Loading the package with base::library(<packageName>)
Accessing with utils::data("<dataName>", package = "<packageName>") without first loading the package
R Code 2.1 : Load data and display a data extract with different methods
There is a problem with the data files from the {carData} package: The files have relevant information in the row names.

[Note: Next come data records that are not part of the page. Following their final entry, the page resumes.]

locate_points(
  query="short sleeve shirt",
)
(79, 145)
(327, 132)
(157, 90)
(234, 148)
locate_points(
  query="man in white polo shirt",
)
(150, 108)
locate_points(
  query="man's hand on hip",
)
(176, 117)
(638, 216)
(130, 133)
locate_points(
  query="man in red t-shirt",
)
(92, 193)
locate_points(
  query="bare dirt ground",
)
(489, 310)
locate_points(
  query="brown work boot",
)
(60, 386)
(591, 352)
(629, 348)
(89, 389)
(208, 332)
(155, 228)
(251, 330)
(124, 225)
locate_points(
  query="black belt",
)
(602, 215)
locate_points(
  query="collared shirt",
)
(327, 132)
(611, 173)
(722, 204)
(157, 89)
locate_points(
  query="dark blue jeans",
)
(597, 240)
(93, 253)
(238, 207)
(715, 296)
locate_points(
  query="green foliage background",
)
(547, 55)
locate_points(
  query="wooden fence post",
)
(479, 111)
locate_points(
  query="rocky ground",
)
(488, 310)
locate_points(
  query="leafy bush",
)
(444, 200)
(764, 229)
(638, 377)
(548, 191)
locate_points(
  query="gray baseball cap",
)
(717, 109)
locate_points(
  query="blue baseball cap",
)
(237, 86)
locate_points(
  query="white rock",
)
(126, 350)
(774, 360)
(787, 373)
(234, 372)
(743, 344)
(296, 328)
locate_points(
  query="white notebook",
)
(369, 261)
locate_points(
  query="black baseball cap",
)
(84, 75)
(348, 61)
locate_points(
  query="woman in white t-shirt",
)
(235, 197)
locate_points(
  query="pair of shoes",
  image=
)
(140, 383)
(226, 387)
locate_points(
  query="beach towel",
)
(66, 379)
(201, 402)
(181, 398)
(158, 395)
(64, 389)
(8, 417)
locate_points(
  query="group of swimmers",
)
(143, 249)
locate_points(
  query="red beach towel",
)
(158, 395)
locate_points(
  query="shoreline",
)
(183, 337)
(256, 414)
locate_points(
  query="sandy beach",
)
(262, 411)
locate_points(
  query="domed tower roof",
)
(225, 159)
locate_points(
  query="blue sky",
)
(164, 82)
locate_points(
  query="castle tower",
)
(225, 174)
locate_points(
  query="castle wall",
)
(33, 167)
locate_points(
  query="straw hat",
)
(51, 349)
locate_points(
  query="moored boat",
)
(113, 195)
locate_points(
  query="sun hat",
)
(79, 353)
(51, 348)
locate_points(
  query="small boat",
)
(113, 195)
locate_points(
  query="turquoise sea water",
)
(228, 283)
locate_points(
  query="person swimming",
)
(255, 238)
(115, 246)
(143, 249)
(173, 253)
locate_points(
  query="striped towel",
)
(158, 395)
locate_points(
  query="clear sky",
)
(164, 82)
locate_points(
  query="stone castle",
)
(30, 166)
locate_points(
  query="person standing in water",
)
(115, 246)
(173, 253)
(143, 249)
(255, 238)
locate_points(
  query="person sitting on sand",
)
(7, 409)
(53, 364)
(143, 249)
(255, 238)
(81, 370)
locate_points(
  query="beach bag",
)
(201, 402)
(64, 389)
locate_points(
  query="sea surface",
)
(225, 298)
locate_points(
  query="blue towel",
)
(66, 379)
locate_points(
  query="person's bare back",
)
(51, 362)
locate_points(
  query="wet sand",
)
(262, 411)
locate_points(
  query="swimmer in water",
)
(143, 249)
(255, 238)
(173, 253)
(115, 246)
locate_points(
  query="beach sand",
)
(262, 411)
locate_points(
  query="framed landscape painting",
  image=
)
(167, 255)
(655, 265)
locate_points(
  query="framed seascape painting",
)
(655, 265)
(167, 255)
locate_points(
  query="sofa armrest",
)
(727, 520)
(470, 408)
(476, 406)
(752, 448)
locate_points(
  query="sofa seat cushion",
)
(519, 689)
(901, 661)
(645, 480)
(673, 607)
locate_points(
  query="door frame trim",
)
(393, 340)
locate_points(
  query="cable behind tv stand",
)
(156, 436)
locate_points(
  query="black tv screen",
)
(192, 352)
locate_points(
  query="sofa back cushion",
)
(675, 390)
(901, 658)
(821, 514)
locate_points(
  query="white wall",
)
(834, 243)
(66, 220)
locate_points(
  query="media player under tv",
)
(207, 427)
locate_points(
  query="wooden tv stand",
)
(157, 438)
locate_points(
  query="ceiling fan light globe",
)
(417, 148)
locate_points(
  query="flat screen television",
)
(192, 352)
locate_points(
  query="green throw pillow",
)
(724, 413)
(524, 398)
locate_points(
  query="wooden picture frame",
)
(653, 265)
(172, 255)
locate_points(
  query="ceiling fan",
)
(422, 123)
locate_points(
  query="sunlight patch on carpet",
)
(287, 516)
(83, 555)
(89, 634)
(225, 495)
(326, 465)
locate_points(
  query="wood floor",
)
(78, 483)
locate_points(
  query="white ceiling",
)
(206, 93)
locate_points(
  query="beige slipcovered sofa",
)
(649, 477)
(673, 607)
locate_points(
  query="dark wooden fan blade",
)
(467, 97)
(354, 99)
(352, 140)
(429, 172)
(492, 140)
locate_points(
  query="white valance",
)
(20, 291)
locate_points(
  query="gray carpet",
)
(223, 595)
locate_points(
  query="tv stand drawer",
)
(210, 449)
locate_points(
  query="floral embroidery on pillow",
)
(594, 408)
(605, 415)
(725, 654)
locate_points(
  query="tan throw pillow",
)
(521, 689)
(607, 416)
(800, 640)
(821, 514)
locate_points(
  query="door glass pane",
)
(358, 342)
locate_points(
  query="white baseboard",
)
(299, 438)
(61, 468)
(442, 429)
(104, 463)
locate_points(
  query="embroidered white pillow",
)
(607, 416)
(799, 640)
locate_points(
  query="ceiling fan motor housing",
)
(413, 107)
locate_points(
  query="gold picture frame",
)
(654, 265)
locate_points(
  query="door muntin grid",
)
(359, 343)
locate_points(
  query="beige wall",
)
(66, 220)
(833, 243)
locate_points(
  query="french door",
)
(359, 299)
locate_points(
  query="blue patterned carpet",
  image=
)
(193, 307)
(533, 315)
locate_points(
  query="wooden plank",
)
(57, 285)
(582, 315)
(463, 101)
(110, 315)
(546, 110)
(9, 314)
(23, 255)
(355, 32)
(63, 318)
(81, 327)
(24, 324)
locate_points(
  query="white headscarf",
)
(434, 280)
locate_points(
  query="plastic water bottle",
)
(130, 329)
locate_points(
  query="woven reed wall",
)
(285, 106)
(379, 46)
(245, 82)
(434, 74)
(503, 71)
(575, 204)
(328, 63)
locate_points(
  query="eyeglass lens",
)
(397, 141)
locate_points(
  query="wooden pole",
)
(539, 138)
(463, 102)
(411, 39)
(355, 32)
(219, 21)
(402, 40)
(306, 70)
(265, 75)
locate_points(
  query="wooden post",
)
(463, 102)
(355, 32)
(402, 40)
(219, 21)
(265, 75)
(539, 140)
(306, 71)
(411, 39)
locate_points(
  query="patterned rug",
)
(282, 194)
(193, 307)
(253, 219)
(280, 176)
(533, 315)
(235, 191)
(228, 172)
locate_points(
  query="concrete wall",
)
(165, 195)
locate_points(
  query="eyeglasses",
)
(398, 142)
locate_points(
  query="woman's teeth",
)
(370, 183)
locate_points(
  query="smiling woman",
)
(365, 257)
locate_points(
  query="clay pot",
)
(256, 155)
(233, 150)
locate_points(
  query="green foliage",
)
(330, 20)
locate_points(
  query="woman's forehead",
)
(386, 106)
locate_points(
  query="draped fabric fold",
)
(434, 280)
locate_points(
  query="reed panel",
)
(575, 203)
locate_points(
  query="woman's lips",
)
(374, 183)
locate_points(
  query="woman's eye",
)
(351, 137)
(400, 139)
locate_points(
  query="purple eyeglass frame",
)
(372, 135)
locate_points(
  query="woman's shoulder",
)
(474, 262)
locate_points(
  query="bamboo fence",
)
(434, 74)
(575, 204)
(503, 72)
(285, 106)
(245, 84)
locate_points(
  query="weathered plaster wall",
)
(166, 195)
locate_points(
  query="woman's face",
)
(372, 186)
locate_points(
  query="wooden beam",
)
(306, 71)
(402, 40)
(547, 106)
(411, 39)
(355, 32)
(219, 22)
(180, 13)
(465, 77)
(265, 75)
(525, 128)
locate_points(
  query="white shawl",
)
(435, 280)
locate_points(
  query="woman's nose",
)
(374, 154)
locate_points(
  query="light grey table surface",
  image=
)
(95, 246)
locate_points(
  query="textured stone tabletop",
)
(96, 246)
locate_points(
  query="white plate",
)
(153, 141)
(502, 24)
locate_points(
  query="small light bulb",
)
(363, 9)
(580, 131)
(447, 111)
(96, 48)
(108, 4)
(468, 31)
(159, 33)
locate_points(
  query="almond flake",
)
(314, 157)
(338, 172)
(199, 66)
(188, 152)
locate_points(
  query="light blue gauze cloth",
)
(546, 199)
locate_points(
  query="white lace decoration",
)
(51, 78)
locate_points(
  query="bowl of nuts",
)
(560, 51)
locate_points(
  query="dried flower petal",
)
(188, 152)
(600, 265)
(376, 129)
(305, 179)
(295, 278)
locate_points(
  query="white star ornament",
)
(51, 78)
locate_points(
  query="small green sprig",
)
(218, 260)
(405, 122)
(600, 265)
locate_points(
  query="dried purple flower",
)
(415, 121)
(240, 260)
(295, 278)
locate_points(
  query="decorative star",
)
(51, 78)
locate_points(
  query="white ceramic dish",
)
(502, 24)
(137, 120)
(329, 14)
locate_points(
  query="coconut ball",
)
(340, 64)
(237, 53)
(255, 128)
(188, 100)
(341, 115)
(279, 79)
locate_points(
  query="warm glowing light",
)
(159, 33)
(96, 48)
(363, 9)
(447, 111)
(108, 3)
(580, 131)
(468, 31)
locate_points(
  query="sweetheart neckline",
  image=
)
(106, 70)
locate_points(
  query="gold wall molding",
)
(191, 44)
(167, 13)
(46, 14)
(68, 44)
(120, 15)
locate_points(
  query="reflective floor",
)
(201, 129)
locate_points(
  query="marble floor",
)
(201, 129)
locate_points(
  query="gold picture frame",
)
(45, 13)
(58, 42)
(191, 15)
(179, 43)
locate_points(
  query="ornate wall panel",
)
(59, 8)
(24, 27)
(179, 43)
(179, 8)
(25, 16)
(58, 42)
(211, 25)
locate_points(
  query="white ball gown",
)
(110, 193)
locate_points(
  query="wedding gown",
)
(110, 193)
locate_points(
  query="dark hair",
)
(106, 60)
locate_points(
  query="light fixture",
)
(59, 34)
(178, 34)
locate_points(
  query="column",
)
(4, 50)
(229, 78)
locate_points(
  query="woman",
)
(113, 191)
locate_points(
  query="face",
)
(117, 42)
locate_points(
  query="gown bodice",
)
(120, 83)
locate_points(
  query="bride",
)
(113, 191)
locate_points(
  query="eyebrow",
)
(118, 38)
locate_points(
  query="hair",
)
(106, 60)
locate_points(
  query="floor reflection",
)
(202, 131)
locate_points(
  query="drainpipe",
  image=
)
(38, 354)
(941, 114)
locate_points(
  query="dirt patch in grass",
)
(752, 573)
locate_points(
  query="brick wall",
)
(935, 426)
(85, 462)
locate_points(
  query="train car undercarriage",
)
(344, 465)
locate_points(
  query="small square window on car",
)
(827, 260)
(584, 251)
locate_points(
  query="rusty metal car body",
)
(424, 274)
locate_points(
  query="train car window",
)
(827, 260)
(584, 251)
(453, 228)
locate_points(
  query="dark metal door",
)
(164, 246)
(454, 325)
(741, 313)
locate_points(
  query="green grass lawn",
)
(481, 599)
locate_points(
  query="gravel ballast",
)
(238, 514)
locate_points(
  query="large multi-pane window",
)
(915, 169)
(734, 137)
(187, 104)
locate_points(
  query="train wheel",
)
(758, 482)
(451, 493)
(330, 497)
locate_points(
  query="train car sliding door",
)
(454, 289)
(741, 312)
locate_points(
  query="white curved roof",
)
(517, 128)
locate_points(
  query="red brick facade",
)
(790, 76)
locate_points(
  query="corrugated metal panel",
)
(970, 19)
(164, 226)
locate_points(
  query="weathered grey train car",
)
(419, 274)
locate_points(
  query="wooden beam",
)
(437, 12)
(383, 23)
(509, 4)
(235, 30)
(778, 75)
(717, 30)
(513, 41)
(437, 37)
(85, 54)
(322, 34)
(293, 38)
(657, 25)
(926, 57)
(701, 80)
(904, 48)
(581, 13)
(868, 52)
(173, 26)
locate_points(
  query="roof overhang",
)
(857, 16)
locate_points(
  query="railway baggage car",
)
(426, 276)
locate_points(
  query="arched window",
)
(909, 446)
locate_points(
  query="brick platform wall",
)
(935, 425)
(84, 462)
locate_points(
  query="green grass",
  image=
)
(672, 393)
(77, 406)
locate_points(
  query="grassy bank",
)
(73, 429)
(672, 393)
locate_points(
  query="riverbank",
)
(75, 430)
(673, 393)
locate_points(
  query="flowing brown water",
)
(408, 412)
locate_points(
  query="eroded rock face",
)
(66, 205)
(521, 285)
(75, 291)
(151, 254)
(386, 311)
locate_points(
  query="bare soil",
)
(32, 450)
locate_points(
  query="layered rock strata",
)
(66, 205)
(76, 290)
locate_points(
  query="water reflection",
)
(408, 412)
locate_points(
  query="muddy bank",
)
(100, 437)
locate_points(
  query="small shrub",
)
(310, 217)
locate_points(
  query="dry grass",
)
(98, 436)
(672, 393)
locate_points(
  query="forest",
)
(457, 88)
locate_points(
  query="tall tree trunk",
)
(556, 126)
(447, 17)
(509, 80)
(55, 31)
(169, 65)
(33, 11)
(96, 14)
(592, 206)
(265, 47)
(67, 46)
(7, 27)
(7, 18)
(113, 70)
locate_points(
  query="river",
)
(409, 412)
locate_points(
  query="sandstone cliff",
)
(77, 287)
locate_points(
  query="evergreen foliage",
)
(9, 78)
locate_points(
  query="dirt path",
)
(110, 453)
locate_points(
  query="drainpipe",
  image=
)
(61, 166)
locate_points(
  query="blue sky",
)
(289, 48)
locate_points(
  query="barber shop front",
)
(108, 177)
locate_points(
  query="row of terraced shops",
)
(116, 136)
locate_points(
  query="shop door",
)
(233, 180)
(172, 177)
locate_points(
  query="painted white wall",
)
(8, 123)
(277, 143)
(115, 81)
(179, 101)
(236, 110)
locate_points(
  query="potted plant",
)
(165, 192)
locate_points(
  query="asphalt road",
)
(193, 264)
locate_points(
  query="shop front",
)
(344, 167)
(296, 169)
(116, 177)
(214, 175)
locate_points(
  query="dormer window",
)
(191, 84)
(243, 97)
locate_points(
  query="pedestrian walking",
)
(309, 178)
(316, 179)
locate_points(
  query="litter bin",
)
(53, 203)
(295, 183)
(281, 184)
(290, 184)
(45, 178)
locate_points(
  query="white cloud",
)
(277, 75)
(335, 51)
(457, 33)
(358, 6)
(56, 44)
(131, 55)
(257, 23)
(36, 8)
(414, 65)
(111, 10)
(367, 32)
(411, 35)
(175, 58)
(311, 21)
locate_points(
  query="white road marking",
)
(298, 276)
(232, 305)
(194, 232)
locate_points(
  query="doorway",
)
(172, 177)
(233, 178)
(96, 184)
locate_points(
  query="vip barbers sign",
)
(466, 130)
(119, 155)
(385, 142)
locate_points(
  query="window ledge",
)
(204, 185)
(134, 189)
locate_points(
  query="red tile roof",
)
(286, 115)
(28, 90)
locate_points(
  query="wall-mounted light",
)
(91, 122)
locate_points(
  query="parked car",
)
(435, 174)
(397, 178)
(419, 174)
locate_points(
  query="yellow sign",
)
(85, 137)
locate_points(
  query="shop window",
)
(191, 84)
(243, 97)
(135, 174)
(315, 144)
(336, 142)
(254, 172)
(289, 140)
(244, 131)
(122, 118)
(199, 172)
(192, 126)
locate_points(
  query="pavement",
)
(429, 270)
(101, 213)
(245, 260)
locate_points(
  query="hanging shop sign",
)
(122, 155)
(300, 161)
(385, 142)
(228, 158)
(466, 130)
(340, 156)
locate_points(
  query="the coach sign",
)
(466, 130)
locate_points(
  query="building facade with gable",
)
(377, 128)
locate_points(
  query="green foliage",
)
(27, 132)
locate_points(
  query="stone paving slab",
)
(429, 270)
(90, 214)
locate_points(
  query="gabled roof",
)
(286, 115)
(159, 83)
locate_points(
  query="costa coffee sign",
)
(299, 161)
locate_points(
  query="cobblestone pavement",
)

But row names are not part of the data frame. This can be easily seen by applying functions like utils::str() or dplyr::glimpse().
This is not a great deal here with the Davis data set as it only contains the index of the row numbers. But it is an annoying “feature” when it has important information that belong into a column of the data frame. We have already met such a data frame with Duncan in Listing / Output 1.1.
See Section 2.3 for a more detailed treatment and why I need row names using the {car} package.
Some packages require that you call the utils::data() function to use data frames in the package, even when the package is loaded. Other packages, like {carData}, use R’s lazy data mechanism to provide direct access to data frames when the package is loaded. On a package’s help page, accessed, for example, by help(package="carData"), click on the link for the package DESCRIPTION file. Data frames are automatically available if the line LazyData: yes appears in the package description.
2.2.2 Entering a data frame directly (empty)
2.2.3 Reading data from plain-text files (empty)
2.2.4 File and Paths (empty)
2.2.5 Exporting or saving a data frame to a file (empty)
2.2.6 Reading and writing other file formats
The {car} package includes a function named car::Import() that calls the import() function in {rio} but uses different defaults and arguments, more closely matching the specifications that the authors expect users of the {car} package to prefer. In particular:
Row names: The rio::import() function does not support row names, while car::Import() allows you to convert a column in the input data file into row names. By default, car::Import() assumes that the first character column with unique values in the input data set represents row names. If you do not want car::Import() to use row names, set the argument row.names = FALSE.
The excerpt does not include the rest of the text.